- Born: May 28, 1970 (age 54) Alameda, California, U.S.
- Height: 6 ft 0 in (183 cm)
- Weight: 185 lb (84 kg; 13 st 3 lb)
- Position: Left wing
- Shot: Left
- Played for: St. Louis Blues Edmonton Oilers Vancouver Canucks Eisbären Berlin EV Zug
- National team: United States
- NHL draft: 114th overall, 1989 St. Louis Blues
- Playing career: 1993–2004

= David Roberts (ice hockey) =

American ice hockey player (born 1970)

David Lance Roberts (born May 28, 1970) is an American former professional ice hockey forward. He is the son of former NHL player Doug Roberts.

==Early life==
Roberts was born in Alameda, California, when his father, Doug was a member of the California Golden Seals.

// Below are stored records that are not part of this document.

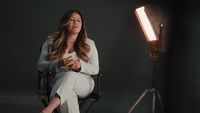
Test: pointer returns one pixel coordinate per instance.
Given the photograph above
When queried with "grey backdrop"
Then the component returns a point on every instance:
(123, 52)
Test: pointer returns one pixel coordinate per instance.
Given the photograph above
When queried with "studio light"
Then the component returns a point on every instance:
(153, 42)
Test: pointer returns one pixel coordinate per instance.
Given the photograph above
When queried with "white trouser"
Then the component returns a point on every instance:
(69, 86)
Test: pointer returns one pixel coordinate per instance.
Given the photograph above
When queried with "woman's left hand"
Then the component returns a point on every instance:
(72, 64)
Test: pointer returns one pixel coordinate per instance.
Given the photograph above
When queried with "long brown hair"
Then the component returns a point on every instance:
(59, 44)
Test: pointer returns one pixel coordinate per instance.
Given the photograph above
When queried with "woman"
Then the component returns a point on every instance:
(74, 58)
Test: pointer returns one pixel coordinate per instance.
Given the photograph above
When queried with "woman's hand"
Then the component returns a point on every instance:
(72, 64)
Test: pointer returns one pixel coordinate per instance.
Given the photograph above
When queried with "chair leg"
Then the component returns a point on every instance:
(44, 102)
(90, 107)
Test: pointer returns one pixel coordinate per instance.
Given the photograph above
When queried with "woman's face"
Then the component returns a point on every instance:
(74, 24)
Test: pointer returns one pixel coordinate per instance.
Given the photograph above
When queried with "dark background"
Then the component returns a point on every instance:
(123, 52)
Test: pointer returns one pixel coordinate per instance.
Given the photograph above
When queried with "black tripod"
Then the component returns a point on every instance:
(154, 54)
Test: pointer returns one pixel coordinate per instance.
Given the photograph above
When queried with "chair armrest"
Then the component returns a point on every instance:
(97, 78)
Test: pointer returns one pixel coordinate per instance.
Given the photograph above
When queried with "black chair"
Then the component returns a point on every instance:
(44, 89)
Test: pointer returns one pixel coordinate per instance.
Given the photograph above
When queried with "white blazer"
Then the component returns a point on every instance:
(91, 67)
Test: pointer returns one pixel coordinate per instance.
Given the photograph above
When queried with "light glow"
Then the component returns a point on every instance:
(145, 24)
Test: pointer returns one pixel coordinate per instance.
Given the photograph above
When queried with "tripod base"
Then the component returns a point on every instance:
(155, 93)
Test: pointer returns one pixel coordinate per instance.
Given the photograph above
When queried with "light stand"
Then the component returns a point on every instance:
(155, 50)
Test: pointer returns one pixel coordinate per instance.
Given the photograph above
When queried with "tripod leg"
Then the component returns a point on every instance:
(138, 100)
(153, 104)
(160, 100)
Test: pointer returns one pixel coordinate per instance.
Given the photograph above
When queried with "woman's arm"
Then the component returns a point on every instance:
(92, 66)
(43, 64)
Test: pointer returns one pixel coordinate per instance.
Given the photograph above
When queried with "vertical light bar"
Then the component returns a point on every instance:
(145, 24)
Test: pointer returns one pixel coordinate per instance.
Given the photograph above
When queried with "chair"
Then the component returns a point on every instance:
(44, 89)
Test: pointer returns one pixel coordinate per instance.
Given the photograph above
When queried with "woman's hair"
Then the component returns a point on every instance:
(60, 38)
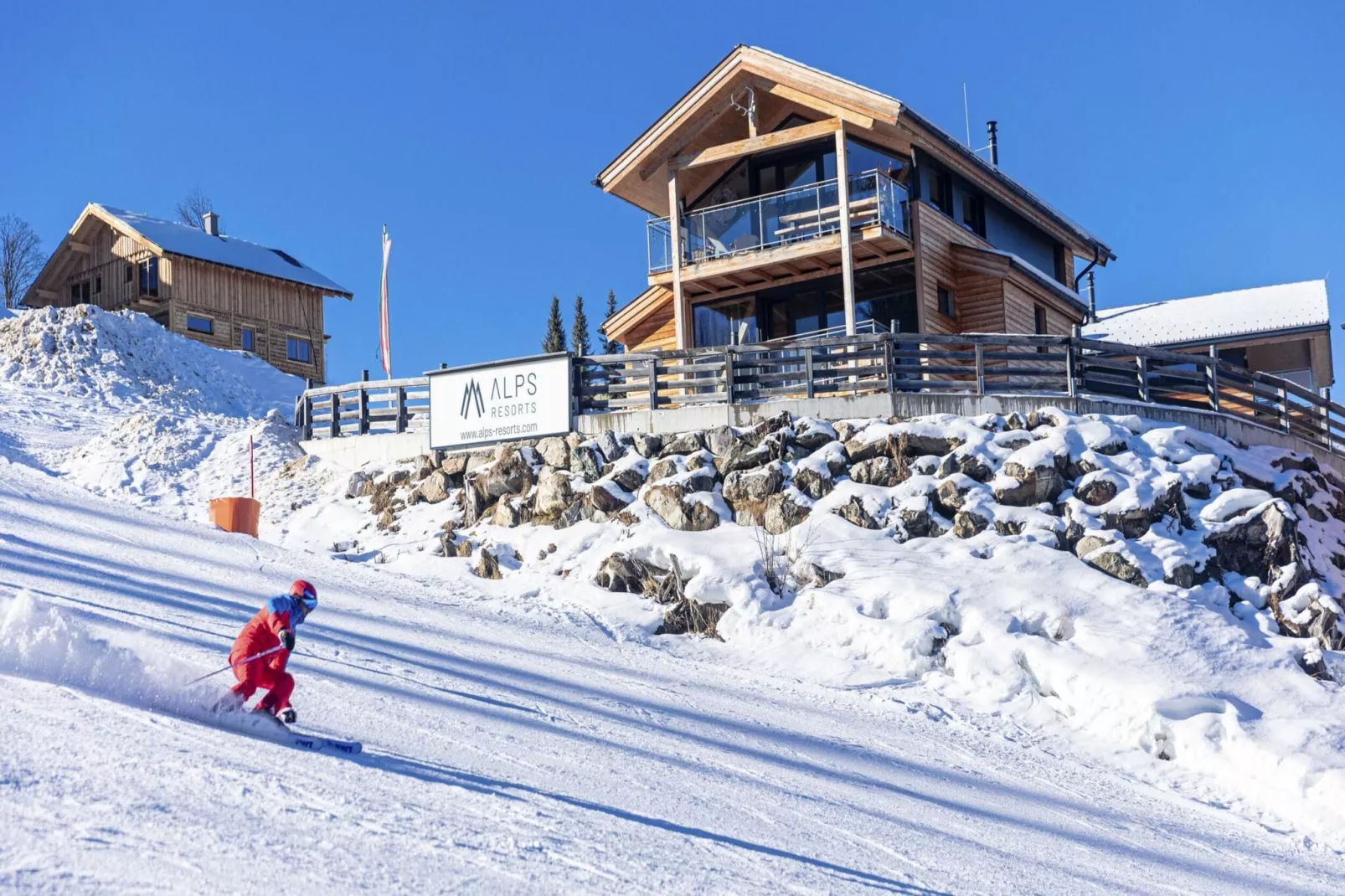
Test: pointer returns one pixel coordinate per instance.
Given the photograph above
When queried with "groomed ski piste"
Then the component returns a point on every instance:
(534, 735)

As a youth growing up in Old Lyme, Connecticut, Roberts played in the 1981, 1982 and 1983 Quebec International Pee-Wee Hockey Tournaments with a minor ice hockey team from Middlesex County, Connecticut.

Roberts played prep school hockey at Avon Old Farms and college hockey at the University of Michigan.

== Career ==
Roberts started his NHL career with the St. Louis Blues in 1994 after playing for the US national hockey team in the 1994 Winter Olympics. He also played with the Edmonton Oilers and Vancouver Canucks.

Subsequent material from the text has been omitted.